Emergency da anni combatte la guerra e i suoi effetti, la fame, le malattie, migliora le condizioni di vita delle persone. Attività umanitarie ma che hanno un valore politico: la vostra presenza in determinati contesti «politicizza» la narrazione dei conflitti, perché ne svela le ragioni. È tornato il tempo, a sinistra, di approcciarsi ai conflitti, militari o sociali, da un punto di vista politico e non solo umanitario?

Penso che ci si debba approcciare al tema guerra con un pensiero profondo e nuovo che è quello esortato nel manifesto di Russell-Einstein del 1955. Un pensiero nuovo che deriva dal fatto che viviamo nel periodo atomico, la più grande discriminante tra il nostro periodo e quello precedente. Si deve andare verso l’abolizione della guerra come suggeriva Einstein prima dello scoppio della seconda guerra mondiale. E invece si aumentano le spese militari: l’anno in cui le spese militari italiane sono aumentate di più è stato sotto il governo Renzi. C’è, se non unanimità di vedute, almeno di comportamenti.

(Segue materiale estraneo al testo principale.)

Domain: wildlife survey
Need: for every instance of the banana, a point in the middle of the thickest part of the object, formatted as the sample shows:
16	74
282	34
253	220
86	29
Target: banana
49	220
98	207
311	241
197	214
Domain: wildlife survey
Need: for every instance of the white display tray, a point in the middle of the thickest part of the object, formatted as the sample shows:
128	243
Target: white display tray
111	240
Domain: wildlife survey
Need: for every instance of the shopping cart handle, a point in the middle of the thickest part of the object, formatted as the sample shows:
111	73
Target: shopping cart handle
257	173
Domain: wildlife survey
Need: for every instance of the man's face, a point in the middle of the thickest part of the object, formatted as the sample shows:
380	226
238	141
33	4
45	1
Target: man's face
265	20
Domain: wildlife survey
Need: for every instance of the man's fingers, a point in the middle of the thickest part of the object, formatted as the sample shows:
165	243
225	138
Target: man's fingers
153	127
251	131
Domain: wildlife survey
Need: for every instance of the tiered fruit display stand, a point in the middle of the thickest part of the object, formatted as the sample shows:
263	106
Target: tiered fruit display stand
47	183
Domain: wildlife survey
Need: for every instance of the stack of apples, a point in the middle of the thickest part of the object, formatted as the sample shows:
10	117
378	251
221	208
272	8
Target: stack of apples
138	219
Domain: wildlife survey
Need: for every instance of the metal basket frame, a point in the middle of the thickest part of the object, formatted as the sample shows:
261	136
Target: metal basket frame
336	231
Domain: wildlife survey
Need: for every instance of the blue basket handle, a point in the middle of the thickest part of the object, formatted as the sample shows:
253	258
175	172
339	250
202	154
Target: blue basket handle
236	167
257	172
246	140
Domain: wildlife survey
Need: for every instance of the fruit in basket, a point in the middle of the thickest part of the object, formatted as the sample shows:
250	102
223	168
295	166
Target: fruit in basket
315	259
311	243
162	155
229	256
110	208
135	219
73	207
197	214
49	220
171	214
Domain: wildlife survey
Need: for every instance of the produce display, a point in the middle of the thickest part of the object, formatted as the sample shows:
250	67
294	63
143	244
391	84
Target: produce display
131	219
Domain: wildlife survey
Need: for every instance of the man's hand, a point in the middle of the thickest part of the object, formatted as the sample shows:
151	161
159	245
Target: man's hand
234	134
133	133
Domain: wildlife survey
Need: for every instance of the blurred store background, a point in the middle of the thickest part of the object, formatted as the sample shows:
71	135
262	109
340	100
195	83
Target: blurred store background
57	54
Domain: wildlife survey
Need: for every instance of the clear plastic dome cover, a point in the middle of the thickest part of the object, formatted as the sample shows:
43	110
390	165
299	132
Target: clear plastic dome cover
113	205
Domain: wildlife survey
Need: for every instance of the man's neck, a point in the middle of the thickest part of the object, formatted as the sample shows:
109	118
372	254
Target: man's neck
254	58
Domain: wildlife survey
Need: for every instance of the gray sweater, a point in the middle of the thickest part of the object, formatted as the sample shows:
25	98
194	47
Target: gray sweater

Tra le guerre che l’Europa oggi combatte c’è quella alle persone: si moltiplicano i muri fisici e quelli politici e simbolici che hanno effetti devastanti sia su chi tenta di arrivare qui sia sulle società europee, incattivite e vittime di un annientamento della solidarietà sociale. Come legge oggi la natura delle società europee?

Non ho grande fiducia nell’onestà delle generalizzazioni o dei sondaggi. Vedo che c’è chi soffia sull’odio, chi ha voglia di vedere l’odio spandersi a macchia d’olio, chi inneggia di nuovo alla violenza. È triste perché ti dice non ci siamo sviluppati molto. Quanto ci mettiamo a fare dei passi avanti dal punto di vista etico? Se avessimo una popolazione più attenta e istruita, si potrebbe chiedere conto ai politici che si candidano a rappresentarci. Non sono idee generali, ma cose specifiche semplici: la guerra non si può fare, non solo perché c’è un decreto che la vieta ma perché nel mondo atomico, con le armi che abbiamo sviluppato, non possiamo più permetterci la guerra. Abbiamo creato la possibilità della nostra autodistruzione. Il fare a meno della guerra diventa obbligatorio, non una mera scelta etica, ma un meccanismo di sopravvivenza.

Veniamo all’Italia, recentemente ha detto che Salvini porta con sé l’elemento caratteristico del fascismo: il razzismo. Che pericolo corriamo?

Credo sia sbagliato parlare di pericolo: questa è una realtà. Quando i ministri cominciano a non fare i ministri, ma vanno in giro a dire la qualunque, sempre più circondati da un alone di militarismo, la cosa preoccupa molto. E mi preoccupa l’assoluta mancanza di umanità. Non dovrebbe essere prendersi cura dei cittadini il lavoro di chi deve garantire la sicurezza? Mi pare invece sia un lavoro orientato a ignorare i cittadini e spingerli a puntare il dito contro chi sta più in basso. Non si punta mai il dito in alto: perché ci sono milioni di poveri in Italia, non si dice mai.

Il ministro dell’Interno parla in questi giorni di un decreto sicurezza bis che prevedrebbe multe a chi salva vite umane in mare. Si sta superando un’altra linea rossa? La criminalizzazione della solidarietà avrà effetti duraturi sul nostro paese?

Questa proposta è allucinante. È frutto di questo clima: siamo già dentro questa nuova forma di fascismo, che non si presenterà negli stessi termini della volta precedente ma non sarà meno dannosa. Avere sempre come nemico chi sta peggio e impostare questa contraddizione sulla paura dell’altro è un modo di pensare, prima che di comportarsi, che speravo sparito nella mentalità degli europei. Invece no. Negli intermezzi tra le tragedie non riusciamo mai a trovare il bandolo della matassa. La Dichiarazione universale dei diritti umani a distanza di 90 anni non è stata integralmente applicata da nessun paese firmatario. Erano i principi che dovevano orientare la politica dei governi, ma nessuno è andato in quella direzione.